OLG Frankfurt am Main, 04.05.2017 – 18 W 58/17

März 20, 2019

OLG Frankfurt am Main, 04.05.2017 – 18 W 58/17
Leitsatz:

1.

Für alle Varianten von § 8a JVEG gilt ein einheitlicher Verschuldensmaßstab, der auch die Fahrlässigkeit umfasst. Für das Entfallen des Vergütungsanspruchs eines Sachverständigen gemäß § 8a Abs. 1 JVEG reicht deshalb die fahrlässige Unterlassung der Anzeige des Vorliegens eines Ablehnungsgrundes aus.
2.

§ 8a Abs. 1 a. E. JVEG enthält darüber hinaus ebenso wie § 8a Abs. 5 a. E. JVEG eine Verschuldensvermutung, weshalb es demjenigen, der die Vergütung beansprucht, obliegt, entlastende Umstände darzutun.

Tenor:

Auf die Beschwerde der Staatskasse vom 02.03.2017 wird der Beschluss des Landgerichts Frankfurt am Main vom 27.02.2017 wie folgt abgeändert:

Der Vergütungsfestsetzungsantrag des Sachverständigen und Beschwerdegegners vom 19.11.2015 wird abgelehnt.

Das Beschwerdeverfahren ist gerichtsgebührenfrei. Kosten werden nicht erstattet.
Gründe

I.

Die Antragstellerin ist die Bauherrin eines Bauvorhabens, über das sie mit der Antragsgegnerin zu 1. einen Generalunternehmervertrag geschlossen hatte. Nach Errichtung und Abnahme der Gebäude im Jahr 2009 beantragte die Antragstellerin mit Schriftsatz vom 22.12.2014 (Bl. 1 bis 17 d. A.) die Durchführung eines selbständigen Beweisverfahrens zwecks Feststellung von Baumängeln gegen die Antragsgegnerin zu 1. sowie die ebenfalls am Bau beteiligt gewesenen Antragsgegner zu 2., 3., 4. und 5. Ihrer Antragsschrift fügte die Antragstellerin u. a. ein Gutachten des von ihr beauftragten Sachverständigen SV1 vom 05.08.2013 bei (Anlage ASt 9). Die Antragsgegnerin zu 1. erwiderte mit Schriftsatz vom 24.02.2015 (Bl. 102 bis 113 d. A.), in welchem sie u. a. vortrug, sie habe baubegleitend ein Gutachten der Sachverständigen SV2 eingeholt. Die Antragsgegnerin zu 1. reichte die Blätter 22 und 23 dieses Gutachtens als Anlage AG1-7b zur Akte. Mit Beschluss vom 01.04.2015 (Bl. 144 bis 153 d. A.) bestellte das Landgericht den Beschwerdegegner als Sachverständigen und übersandte ihm die Akten mit Schreiben vom 20.05.2015 (Bl. 185, 186 d. A.).
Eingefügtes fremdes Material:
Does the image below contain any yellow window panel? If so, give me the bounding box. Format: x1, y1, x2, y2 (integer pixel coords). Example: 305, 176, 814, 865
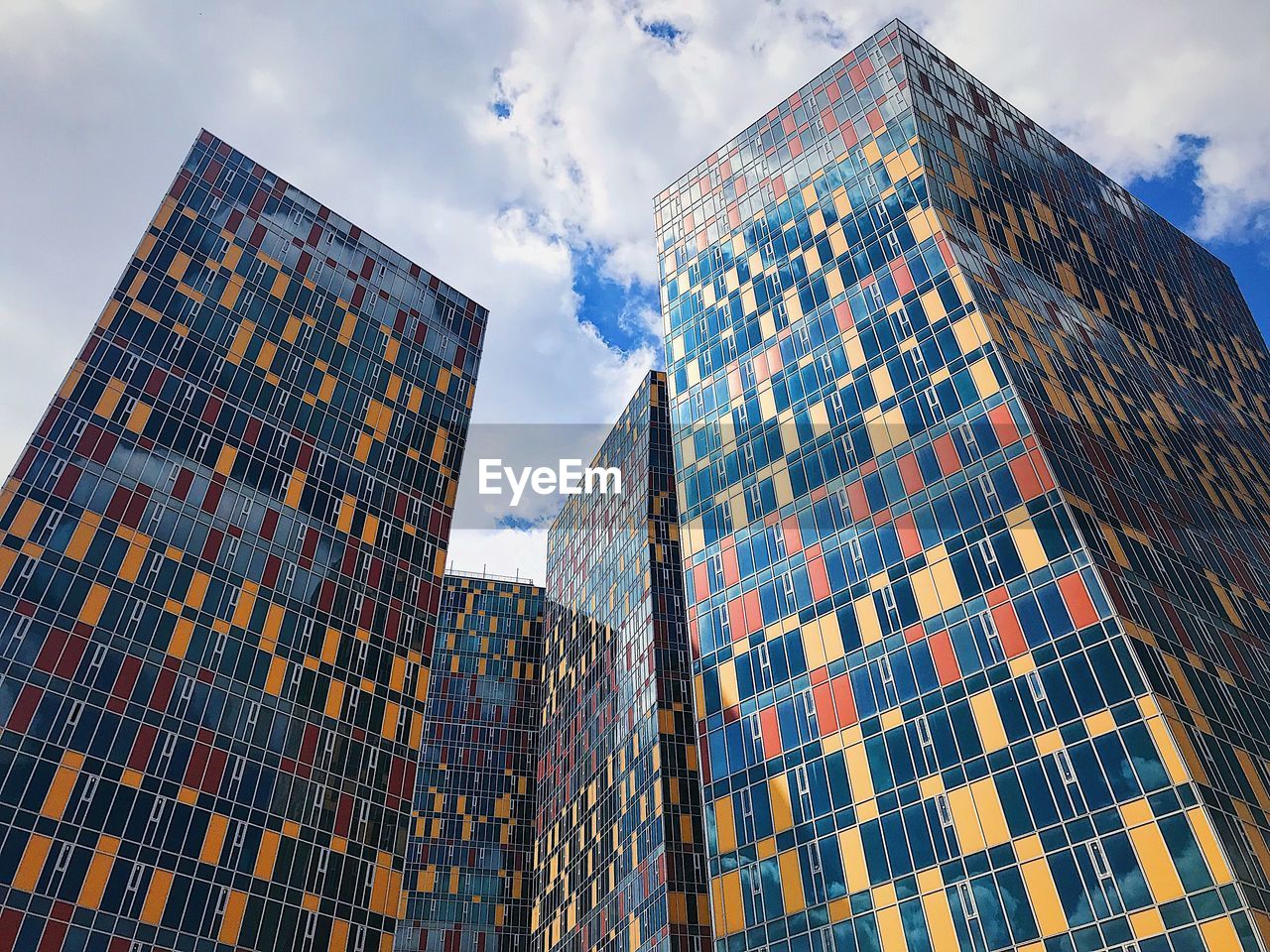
1129, 822, 1184, 903
779, 849, 807, 915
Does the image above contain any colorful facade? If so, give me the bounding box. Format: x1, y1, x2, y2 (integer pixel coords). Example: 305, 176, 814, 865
657, 23, 1270, 952
534, 373, 710, 952
0, 132, 486, 952
394, 575, 543, 952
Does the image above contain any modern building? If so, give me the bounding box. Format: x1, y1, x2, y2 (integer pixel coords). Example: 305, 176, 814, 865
657, 23, 1270, 952
394, 575, 543, 952
534, 373, 710, 952
0, 132, 486, 952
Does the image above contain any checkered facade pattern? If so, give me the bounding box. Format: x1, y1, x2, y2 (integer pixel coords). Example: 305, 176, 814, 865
657, 23, 1270, 952
0, 132, 486, 952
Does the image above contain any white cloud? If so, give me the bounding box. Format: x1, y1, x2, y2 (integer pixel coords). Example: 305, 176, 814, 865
0, 0, 1270, 570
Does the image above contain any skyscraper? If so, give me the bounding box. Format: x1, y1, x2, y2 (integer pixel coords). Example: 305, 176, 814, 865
534, 373, 710, 952
657, 23, 1270, 952
394, 575, 543, 952
0, 132, 486, 952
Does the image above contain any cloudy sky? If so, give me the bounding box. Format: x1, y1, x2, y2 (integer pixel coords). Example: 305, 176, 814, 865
0, 0, 1270, 577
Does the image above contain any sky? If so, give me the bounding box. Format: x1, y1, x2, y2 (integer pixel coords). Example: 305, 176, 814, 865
0, 0, 1270, 580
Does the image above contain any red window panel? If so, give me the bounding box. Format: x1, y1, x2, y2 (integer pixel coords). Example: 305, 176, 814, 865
36, 629, 71, 674
988, 404, 1020, 447
930, 631, 961, 685
829, 674, 860, 729
895, 513, 922, 558
742, 591, 763, 635
199, 748, 228, 793
807, 557, 831, 602
847, 480, 871, 522
40, 920, 69, 952
890, 258, 917, 295
992, 602, 1028, 657
812, 683, 838, 734
693, 562, 710, 604
54, 635, 87, 678
1058, 572, 1098, 629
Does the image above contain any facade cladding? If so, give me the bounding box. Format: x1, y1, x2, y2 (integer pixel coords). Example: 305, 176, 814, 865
657, 23, 1270, 952
0, 132, 486, 952
534, 373, 710, 952
394, 575, 543, 952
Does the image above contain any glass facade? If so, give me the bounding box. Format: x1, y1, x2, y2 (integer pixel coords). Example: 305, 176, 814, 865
534, 373, 710, 952
657, 23, 1270, 952
394, 575, 543, 952
0, 132, 486, 952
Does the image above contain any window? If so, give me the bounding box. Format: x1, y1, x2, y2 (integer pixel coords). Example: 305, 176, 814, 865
1054, 748, 1076, 785
880, 584, 903, 631
794, 323, 812, 357
922, 387, 944, 424
754, 641, 772, 689
892, 306, 913, 340
915, 715, 936, 770
226, 754, 246, 797
767, 522, 789, 559
825, 390, 853, 426
877, 654, 899, 707
865, 281, 886, 311
958, 422, 983, 459
0, 616, 31, 657
715, 606, 731, 645
935, 793, 952, 830
793, 765, 813, 819
119, 863, 146, 915
145, 552, 163, 588
979, 472, 1001, 516
698, 552, 726, 595
69, 774, 101, 824
1084, 839, 1111, 880
141, 797, 169, 847
975, 611, 1006, 665
821, 350, 838, 384
794, 688, 817, 744
956, 880, 981, 947
847, 536, 868, 578
978, 536, 1006, 589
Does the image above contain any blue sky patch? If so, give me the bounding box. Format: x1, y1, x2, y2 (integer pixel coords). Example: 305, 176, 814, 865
1128, 137, 1270, 339
638, 20, 687, 47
Der Beschwerdegegner unterließ in der Folgezeit die Mitteilung, dass er seit vielen Jahren gemeinsam mit der Sachverständigen SV2 einen X betreibt, für den er gemeinsam mit dieser unter der Bezeichnung „X“ auch damit wirbt, dass die beiden Sachverständigen ein „Team“ bzw. „Vortragsduo“ seien.

Nachdem der Beschwerdegegner sein Gutachten erstattet hatte, lehnte ihn die Antragstellerin, die unterdessen von der Beteiligung des Beschwerdegegners an dem X erfahren hatte, ab, weil sie besorgt war, der Beschwerdegegner könne befangen sein. Das Landgericht wies dieses Ablehnungsgesuch mit Beschluss vom 14.06.2016 (Bl. 616 bis 618 d. A.) zurück. Auf die gegen diesen Beschluss von der Antragstellerin eingelegte sofortige Beschwerde änderte der 21. Zivilsenat des Oberlandesgerichts mit Beschluss vom 12.09.2016 (Az.: 21 W 97/16, Bl. 650 bis 657 d. A.) den Beschluss des Landgerichts ab und erklärte das Ablehnungsgesuch für begründet.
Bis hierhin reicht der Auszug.